Ce bras de fer spectaculaire et la défaite encore plus spectaculaire du syndicat annonçait donc une guerre acharnée de l’Etat et des élites économiques contre le monde du travail.

En effet, si on regarde les chiffres des grèves impliquant plus de 1000 travailleurs qui ont eu lieu entre 1947 et 2013 on constate un impressionnant déclin des mouvements au début des années 1980 avec l’arrivée de Ronald Reagan à la présidence. En quelques années la classe ouvrière américaine a ainsi perdu sa meilleure arme pour lutter pour ses droits.

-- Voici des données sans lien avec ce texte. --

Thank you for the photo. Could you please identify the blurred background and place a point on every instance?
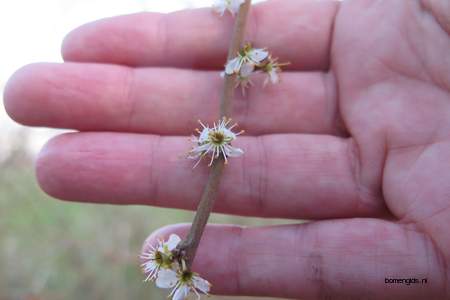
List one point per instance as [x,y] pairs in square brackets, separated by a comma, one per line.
[58,250]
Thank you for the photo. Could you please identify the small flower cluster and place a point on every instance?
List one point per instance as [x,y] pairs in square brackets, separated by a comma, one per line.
[253,61]
[221,6]
[215,142]
[169,272]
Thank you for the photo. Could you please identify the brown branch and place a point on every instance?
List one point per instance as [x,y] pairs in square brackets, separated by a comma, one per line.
[188,247]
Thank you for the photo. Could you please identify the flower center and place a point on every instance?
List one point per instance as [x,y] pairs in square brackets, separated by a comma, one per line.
[186,276]
[159,258]
[217,137]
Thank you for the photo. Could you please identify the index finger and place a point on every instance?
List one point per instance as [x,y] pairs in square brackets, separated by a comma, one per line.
[296,31]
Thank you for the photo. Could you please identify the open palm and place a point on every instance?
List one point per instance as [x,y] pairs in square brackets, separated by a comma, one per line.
[357,133]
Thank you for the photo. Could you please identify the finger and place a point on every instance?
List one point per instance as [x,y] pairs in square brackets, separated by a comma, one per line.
[95,97]
[296,31]
[290,176]
[341,259]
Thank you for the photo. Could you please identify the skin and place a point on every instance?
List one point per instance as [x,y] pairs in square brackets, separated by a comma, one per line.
[356,138]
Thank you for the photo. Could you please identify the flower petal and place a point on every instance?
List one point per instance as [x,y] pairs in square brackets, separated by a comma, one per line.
[233,66]
[247,69]
[201,284]
[258,55]
[166,279]
[234,152]
[181,293]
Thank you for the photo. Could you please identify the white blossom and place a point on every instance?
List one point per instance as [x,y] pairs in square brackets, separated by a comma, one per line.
[215,142]
[246,61]
[221,6]
[273,70]
[159,257]
[182,283]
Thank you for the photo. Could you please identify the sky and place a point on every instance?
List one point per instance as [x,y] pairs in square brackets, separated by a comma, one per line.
[32,31]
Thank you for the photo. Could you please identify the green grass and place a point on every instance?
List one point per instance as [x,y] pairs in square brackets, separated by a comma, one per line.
[59,250]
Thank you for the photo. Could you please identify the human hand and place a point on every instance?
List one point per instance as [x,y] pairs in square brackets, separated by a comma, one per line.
[357,132]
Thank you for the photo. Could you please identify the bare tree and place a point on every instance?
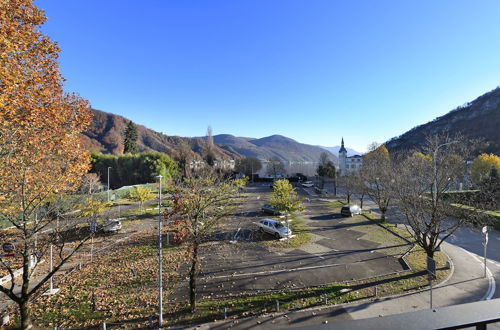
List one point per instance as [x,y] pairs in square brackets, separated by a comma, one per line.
[184,156]
[90,184]
[348,183]
[209,152]
[378,177]
[422,181]
[201,203]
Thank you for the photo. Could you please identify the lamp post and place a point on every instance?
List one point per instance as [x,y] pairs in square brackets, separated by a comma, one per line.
[160,258]
[108,181]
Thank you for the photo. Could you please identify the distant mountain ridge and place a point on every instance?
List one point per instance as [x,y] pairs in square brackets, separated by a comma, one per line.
[105,134]
[479,119]
[265,148]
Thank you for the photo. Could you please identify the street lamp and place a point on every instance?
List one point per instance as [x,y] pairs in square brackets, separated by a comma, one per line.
[108,182]
[160,258]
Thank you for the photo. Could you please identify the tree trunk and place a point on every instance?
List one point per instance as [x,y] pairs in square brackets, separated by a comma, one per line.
[24,310]
[192,278]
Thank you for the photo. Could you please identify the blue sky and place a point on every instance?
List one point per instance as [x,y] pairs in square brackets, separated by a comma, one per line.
[310,70]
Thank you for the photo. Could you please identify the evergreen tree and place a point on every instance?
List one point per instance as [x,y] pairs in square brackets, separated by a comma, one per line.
[130,141]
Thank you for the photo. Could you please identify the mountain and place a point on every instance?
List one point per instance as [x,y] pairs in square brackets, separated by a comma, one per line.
[105,134]
[265,148]
[479,119]
[335,151]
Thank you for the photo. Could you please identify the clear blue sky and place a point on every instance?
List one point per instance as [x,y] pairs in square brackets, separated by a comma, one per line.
[310,70]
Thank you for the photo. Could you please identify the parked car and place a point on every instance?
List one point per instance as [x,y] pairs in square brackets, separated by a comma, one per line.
[269,209]
[350,210]
[112,226]
[275,228]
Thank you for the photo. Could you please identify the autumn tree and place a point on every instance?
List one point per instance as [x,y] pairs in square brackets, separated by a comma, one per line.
[377,174]
[130,139]
[199,206]
[422,180]
[140,194]
[284,197]
[248,165]
[40,150]
[482,166]
[275,167]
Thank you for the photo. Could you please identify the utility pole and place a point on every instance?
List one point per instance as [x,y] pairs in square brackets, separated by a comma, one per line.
[160,259]
[108,181]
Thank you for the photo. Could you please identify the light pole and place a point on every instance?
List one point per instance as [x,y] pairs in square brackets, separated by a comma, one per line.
[108,181]
[160,258]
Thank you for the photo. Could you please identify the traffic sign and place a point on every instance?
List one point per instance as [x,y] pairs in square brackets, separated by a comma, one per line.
[8,247]
[431,267]
[93,226]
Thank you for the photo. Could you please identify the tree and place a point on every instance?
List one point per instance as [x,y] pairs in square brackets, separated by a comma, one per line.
[482,165]
[90,183]
[130,140]
[40,149]
[248,165]
[349,183]
[275,167]
[209,150]
[140,194]
[184,156]
[199,206]
[421,182]
[378,177]
[285,198]
[326,168]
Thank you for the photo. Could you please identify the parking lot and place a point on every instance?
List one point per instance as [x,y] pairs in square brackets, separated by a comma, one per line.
[337,252]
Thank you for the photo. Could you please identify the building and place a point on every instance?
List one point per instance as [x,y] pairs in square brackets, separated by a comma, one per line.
[347,164]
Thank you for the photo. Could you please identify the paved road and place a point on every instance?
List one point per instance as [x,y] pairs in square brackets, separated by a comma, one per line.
[337,253]
[466,284]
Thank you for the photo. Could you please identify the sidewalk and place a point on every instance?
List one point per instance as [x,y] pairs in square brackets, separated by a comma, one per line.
[466,284]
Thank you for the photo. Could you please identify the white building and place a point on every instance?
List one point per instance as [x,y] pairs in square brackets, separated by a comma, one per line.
[348,164]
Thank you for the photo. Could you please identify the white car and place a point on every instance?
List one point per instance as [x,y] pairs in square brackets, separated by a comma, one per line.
[112,225]
[275,228]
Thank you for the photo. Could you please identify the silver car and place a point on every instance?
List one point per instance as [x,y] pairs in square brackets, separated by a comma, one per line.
[275,228]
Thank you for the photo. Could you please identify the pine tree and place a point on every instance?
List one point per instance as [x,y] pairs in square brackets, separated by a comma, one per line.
[130,141]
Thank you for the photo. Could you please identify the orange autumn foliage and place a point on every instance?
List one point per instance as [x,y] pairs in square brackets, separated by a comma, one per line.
[40,149]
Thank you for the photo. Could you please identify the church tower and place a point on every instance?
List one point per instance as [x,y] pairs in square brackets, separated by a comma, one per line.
[342,159]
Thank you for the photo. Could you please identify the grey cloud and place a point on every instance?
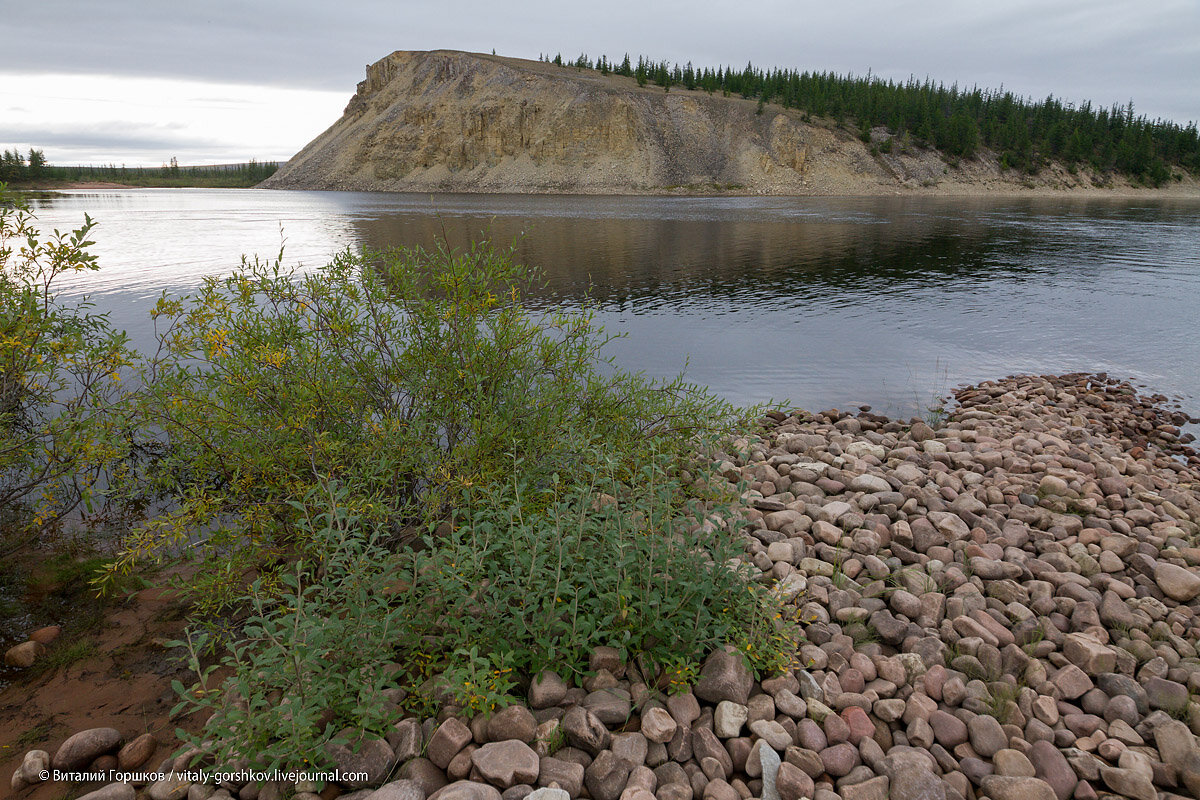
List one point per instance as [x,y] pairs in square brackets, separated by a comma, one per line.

Dans ce cadre, il est également intéressant d’observer les liens entre les mesures de limitation du droit de grève avec la croissance des inégalités. Evidemment, on ne saurait parler de liens de causalité directe, cependant, les chiffres sont pour le moins interpellants. Ainsi, cette courbe est encore plus intéressante si elle est mise en lien avec celle établie par Thomas Piketty et Emmanuel Saez qui compare le taux de syndicalisation aux USA et la part des revenus accaparés par le top 10%.

Inégalités et taux de syndicalisation aux USA

C’est au regard de tels chiffres et de tels développements qu’il faut considérer le retour du débat sur le service minimum à propos des services publics et plus spécifiquement de la SNCB. Si la majorité des arguments portent sur la qualité du service offert aux utilisateurs, nous ne pouvons faire abstraction des conséquences en matière d’inégalités que provoquera une limitation juridique de la principale arme de négociation que possède le monde du travail. Limiter le droit de grève, c’est également changer drastiquement le rapport de force social concernant la distribution des richesses. L’exemple de nos voisins en Angleterre ou aux Etats-Unis doit constamment nous le rappeler.